F. Scott Fitzgerald's novel "The Great Gatsby" sang the adventure of New World Fantasy. Narrator Nick Callaway moved from the Midwest to the New York to create a new life for myself, a rich, happy, and independent life. In other words, he began to realize America's dream. But after observing the recklessness, surface nature, materialism, and bad habits of the people who lived in New York, Nick noticed his dream being distorted in an ugly form.

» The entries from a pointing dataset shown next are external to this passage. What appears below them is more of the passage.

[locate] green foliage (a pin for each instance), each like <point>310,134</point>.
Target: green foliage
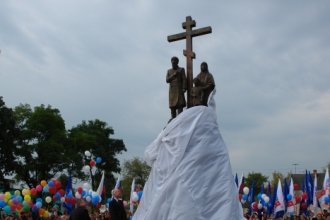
<point>41,146</point>
<point>135,168</point>
<point>277,176</point>
<point>8,136</point>
<point>94,136</point>
<point>259,181</point>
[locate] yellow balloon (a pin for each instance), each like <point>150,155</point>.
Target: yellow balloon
<point>7,195</point>
<point>27,198</point>
<point>27,192</point>
<point>10,202</point>
<point>17,193</point>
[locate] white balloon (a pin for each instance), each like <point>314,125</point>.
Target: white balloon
<point>94,194</point>
<point>78,196</point>
<point>246,190</point>
<point>48,199</point>
<point>266,199</point>
<point>135,198</point>
<point>87,186</point>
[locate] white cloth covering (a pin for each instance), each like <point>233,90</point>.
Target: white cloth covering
<point>191,176</point>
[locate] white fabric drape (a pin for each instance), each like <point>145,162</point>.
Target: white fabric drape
<point>191,176</point>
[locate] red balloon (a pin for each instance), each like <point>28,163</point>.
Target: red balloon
<point>304,195</point>
<point>92,163</point>
<point>58,184</point>
<point>61,192</point>
<point>52,190</point>
<point>255,206</point>
<point>79,190</point>
<point>295,186</point>
<point>33,191</point>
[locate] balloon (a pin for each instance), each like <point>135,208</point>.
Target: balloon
<point>16,193</point>
<point>295,186</point>
<point>27,198</point>
<point>38,188</point>
<point>92,163</point>
<point>98,160</point>
<point>140,193</point>
<point>43,183</point>
<point>48,199</point>
<point>246,190</point>
<point>79,190</point>
<point>33,191</point>
<point>266,199</point>
<point>87,186</point>
<point>255,206</point>
<point>304,195</point>
<point>135,198</point>
<point>58,184</point>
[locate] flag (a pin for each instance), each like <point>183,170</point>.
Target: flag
<point>68,193</point>
<point>251,196</point>
<point>118,184</point>
<point>325,187</point>
<point>241,183</point>
<point>290,203</point>
<point>279,201</point>
<point>131,201</point>
<point>236,181</point>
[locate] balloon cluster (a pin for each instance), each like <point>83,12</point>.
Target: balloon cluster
<point>137,195</point>
<point>23,201</point>
<point>89,195</point>
<point>91,162</point>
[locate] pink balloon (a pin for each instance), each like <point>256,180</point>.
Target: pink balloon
<point>39,188</point>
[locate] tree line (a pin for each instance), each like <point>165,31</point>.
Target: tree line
<point>35,146</point>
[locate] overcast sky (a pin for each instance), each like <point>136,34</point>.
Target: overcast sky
<point>108,60</point>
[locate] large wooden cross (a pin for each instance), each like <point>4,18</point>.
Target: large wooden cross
<point>188,52</point>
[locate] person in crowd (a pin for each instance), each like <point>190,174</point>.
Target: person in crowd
<point>80,213</point>
<point>116,206</point>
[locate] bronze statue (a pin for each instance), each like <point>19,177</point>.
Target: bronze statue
<point>197,93</point>
<point>207,82</point>
<point>176,77</point>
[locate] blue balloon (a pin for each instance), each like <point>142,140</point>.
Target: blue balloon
<point>2,203</point>
<point>140,193</point>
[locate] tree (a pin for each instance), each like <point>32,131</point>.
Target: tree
<point>277,176</point>
<point>42,152</point>
<point>259,181</point>
<point>8,136</point>
<point>135,168</point>
<point>94,136</point>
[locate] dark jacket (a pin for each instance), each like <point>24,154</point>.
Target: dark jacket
<point>79,213</point>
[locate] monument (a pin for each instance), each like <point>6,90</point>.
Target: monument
<point>191,176</point>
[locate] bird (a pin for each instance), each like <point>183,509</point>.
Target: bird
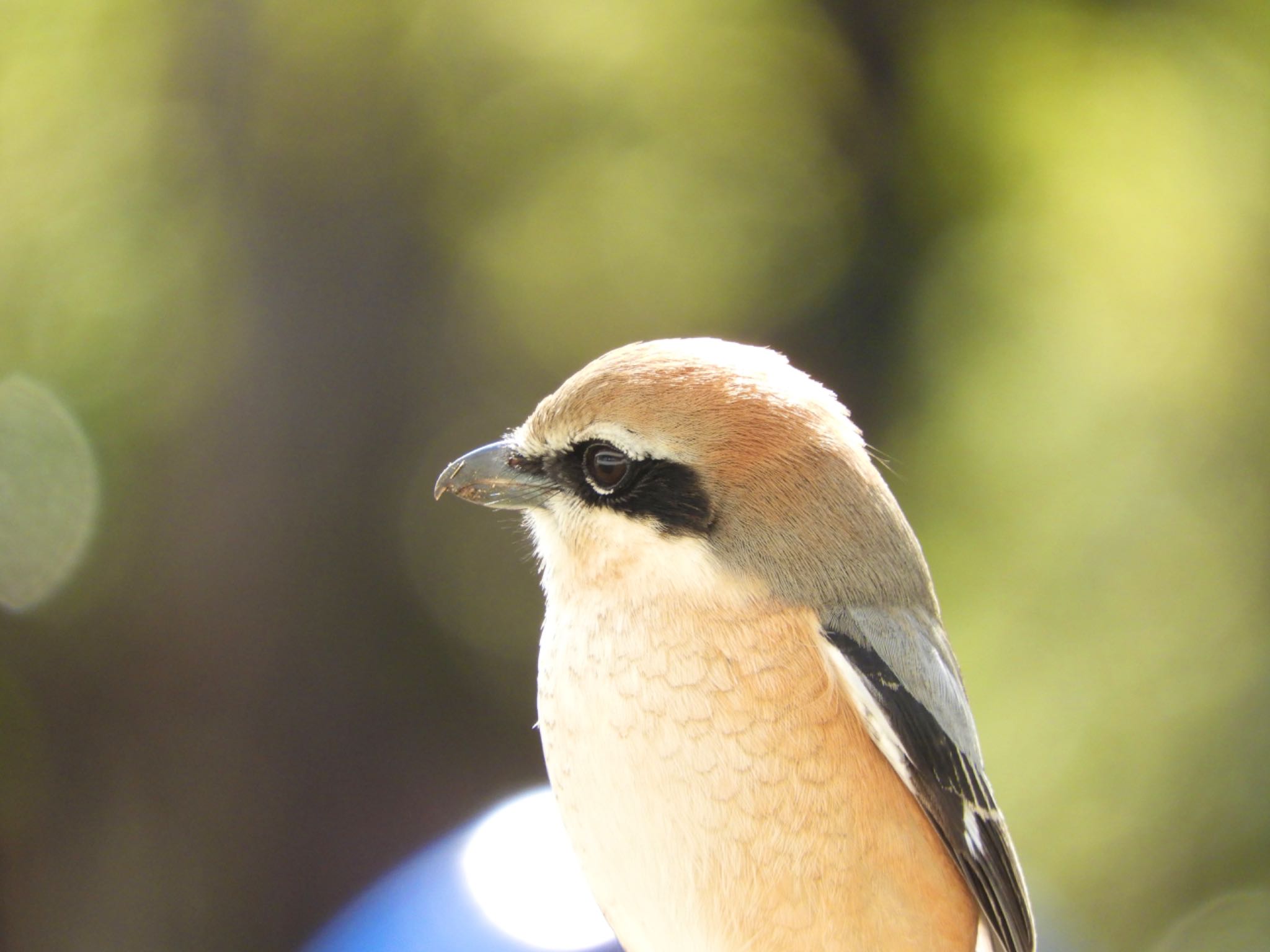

It is a human being. Gloss: Walter Whitman's "I heard American songs" depicts how Americans are singing while they are working. In the meantime, Walt Whitman emphasized the diligence and positive attitude of Americans. This poem shows that they are bright and forward-looking. In this poem, he said the mechanic 's song was happy and strong. Because what shows what someone is doing for life shows what matters to them and what their goals are. Some of it makes us different from each other. Structure: "I heard American songs" structure

Walt Whitman is one of America's great poets. His poetry "The Wound-Dresser" is one of the poems collected in the book "Drum Taps" in 1865. This poem is a story of Whitman as a nurse of a warrior who takes care of an injured soldier. The speaker of this poem is an old man asked to speak about his experience in war. He talked about the excitement of the war, but when he saw the bad influence on the soldier he turned into a disillusionment. Then he took care of the injured and began to explain their wounds in detail. This poem fits the unique style of Whitman. Because he uses his free verses to convey his message dramatically, because he is not sentimental.

Walt Whitman's long poem "The Wound-Dresser" is published in the Drum-Taps section of the Grass of Grass series. It explains the experiences of the narrator as an army nurse who was injured during the American Civil War. "Wound-Dresser" consists of four parts consisting of multiple sections, totaling 65 rows. It is written entirely in free poetry, it combines the use of a poetry device like a parallel line with a catalog emphasizing the pain of injured soldiers and compassion for nurses dealing with them. The tough and realistic details of the 'scratch dressing table' portrays the intimate, humanized aspect of the pain of war.

Walter Whitman's "Wound Dresser" is a free line of 65 lines depicting the pain of the civil war hospital and the pain of the poet, faithful to his duties, encouraging sympathy when he tries to hurt a soldier. The heart gave peace. Published at the end of the war, the poem began with an old veteran, imaginatively suggesting that some young people gathered together and asked him who told him about his most powerful memory It was. Children demanded a story of the fight against glory, but the poet quickly took these stories as short lived. Then he explained about a military hospital journey like Whitman in Washington DC during the second half of the war.